Balıklar denizde yaşar ama denizi bilmezlermiş. Biz de e-dergah olarak bol bol geçmişe ait ancak günümüz bakışı taşıyan analizler yapıyor ama günümüzü ve geleceği değerlendirmekte zorlanıyoruz. Amerikalı ünlü uzman-yazar George Friedman’la (Gelecek 100Yıl’ın yazarı, Stratfor’un kurucusu) Amerika’nın Sesi’nden Melek Çağlar’ın geçen hafta yaptığı bir röportaj dikkatimi çekti. Friedman anlayana çok şey söylüyor. İlginç bölümlerini paylaşayım birlikte yorumlayalım diye düşündüm.

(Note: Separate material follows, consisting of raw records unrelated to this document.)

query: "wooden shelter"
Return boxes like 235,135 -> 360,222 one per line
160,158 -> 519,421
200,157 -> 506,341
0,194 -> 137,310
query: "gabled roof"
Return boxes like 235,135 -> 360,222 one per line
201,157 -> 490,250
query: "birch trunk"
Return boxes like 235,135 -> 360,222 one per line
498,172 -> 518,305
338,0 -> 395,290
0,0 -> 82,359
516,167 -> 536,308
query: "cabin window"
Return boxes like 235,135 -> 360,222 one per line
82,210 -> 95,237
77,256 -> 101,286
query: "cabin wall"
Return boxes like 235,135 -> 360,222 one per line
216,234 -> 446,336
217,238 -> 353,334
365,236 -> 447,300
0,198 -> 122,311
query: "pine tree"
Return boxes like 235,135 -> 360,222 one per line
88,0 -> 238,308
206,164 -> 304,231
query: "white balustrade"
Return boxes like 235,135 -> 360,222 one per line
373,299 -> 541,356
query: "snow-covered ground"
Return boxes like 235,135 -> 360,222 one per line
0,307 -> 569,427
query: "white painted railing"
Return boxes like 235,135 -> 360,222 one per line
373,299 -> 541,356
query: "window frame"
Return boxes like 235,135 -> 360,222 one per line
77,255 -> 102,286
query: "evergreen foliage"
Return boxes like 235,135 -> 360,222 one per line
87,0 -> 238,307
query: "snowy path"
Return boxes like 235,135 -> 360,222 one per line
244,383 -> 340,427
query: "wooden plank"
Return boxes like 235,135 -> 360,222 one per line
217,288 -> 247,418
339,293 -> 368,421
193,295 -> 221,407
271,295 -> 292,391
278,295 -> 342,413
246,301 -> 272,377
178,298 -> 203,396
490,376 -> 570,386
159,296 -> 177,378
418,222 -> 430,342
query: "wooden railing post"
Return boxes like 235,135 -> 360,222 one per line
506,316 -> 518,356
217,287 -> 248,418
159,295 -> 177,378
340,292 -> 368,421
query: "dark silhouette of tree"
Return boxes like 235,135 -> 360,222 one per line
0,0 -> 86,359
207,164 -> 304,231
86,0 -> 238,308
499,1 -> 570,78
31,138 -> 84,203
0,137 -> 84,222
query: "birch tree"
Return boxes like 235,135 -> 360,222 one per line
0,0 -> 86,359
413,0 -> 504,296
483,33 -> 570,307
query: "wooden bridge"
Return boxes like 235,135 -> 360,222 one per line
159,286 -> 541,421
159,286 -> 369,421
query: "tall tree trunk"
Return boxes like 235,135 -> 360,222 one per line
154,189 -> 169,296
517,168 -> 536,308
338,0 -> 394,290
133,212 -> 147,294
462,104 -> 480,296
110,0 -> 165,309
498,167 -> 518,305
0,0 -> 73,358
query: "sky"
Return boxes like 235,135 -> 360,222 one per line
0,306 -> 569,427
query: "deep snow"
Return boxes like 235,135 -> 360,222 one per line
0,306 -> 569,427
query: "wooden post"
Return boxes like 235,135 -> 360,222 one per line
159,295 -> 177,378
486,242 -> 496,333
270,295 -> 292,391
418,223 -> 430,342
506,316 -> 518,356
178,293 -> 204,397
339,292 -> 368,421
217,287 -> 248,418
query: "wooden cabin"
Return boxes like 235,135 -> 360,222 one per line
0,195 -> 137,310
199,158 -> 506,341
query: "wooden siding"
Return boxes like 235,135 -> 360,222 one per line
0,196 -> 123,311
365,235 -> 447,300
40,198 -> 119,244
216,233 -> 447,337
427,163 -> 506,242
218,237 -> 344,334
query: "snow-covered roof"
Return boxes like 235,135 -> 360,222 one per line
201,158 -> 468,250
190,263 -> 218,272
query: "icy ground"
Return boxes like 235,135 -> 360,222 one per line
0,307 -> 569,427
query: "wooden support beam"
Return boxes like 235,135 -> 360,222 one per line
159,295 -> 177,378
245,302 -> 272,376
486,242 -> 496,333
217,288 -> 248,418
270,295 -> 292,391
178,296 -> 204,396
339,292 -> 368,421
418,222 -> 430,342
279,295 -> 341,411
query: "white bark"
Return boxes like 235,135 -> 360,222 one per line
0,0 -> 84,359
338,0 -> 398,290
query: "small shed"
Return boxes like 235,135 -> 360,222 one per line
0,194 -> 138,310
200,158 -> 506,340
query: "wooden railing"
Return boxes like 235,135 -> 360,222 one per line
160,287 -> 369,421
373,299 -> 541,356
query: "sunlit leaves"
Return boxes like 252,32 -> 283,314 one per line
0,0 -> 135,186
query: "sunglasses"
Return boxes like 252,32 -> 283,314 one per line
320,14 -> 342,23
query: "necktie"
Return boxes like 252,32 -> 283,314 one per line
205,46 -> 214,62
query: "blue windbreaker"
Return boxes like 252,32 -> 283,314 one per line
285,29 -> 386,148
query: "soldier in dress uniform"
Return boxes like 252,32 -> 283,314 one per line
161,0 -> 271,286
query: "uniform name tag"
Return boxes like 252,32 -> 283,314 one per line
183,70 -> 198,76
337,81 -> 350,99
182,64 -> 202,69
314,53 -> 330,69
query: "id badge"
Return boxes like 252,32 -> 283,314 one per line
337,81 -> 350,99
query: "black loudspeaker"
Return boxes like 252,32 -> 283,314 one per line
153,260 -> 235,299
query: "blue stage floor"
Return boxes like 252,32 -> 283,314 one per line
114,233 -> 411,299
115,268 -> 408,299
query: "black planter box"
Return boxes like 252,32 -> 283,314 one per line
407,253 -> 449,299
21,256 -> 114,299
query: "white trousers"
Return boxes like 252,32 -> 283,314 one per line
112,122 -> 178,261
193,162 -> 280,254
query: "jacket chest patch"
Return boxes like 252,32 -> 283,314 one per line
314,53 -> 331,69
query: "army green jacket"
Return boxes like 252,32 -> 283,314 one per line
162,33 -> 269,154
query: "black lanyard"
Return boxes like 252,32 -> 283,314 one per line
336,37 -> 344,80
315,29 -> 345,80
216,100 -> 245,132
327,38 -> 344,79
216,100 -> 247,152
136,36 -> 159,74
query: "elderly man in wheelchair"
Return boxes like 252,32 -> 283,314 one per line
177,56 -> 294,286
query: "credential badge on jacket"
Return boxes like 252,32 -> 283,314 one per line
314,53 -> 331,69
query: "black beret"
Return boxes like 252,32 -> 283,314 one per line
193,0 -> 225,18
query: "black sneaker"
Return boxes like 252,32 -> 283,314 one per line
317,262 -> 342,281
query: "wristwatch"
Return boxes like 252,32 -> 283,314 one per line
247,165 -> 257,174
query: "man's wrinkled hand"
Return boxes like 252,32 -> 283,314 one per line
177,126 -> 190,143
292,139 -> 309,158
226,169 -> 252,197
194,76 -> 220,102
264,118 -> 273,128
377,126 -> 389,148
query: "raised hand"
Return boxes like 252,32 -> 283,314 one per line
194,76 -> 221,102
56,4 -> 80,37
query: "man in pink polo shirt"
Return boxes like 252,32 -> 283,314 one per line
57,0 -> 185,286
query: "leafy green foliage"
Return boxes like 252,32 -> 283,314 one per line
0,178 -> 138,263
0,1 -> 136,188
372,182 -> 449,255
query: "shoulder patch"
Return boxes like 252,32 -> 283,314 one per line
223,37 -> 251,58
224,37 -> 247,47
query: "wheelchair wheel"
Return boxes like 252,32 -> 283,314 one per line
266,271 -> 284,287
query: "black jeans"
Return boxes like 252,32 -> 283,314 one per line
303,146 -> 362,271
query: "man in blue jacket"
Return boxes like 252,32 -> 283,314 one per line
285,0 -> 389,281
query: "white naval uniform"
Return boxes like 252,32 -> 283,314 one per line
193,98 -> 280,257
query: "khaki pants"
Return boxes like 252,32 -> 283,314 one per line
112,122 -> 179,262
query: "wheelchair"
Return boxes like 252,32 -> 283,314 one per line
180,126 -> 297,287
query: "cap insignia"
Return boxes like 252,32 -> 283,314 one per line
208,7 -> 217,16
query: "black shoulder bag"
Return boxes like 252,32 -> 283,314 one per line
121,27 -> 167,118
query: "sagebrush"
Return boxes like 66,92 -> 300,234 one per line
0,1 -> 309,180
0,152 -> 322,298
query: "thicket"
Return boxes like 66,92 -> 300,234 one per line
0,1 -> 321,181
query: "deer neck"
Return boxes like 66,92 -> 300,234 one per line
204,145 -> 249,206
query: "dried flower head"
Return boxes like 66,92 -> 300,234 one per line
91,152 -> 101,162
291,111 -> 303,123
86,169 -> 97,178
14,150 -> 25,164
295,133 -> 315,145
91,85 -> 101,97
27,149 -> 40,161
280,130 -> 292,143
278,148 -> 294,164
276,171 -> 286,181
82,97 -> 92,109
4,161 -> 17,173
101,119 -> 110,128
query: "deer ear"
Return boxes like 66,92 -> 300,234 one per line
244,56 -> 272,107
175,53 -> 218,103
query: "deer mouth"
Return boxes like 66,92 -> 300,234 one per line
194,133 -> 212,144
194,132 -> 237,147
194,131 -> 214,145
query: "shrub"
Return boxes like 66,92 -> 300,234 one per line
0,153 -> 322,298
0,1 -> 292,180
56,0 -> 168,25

Friedman aslında haklı bir eleştiri ile şöyle başlamış;
“Bölgenin istikrarı Türkiye açısından büyük önem taşıyor. Dışişleri Bakanı Davutoğlu tüm komşularla sıfır sorunlu dış politika stratejisi açıkladı. Türkiye’nin Irak’ta, Kafkaslar’da, İran’da, Suriye’de ve Balkanlar’da çıkarları var. Ama düşman edinmeden bu çıkarları gütmek imkansızdır, çünkü eninde sonunda birilerini üzmek zorunda kalırsınız. Elbette Türkiye’nin düşmanları var. Örneğin Ermenistan. Türkiye artık Irak politikası konusunda ve İsrail’le, Amerika ile, Azerbaycan’la ilişkilerde zorlu kararlar almak durumunda. Bir dizi konuda ciddi kararlar almalı. Çok haklı olarak Türk hükümeti zaman kazanmak istiyor. Çünkü bunlar cevabı kolay olmayan sorular, atacağınız ilk adım bütün rotanızda belirleyici olur.”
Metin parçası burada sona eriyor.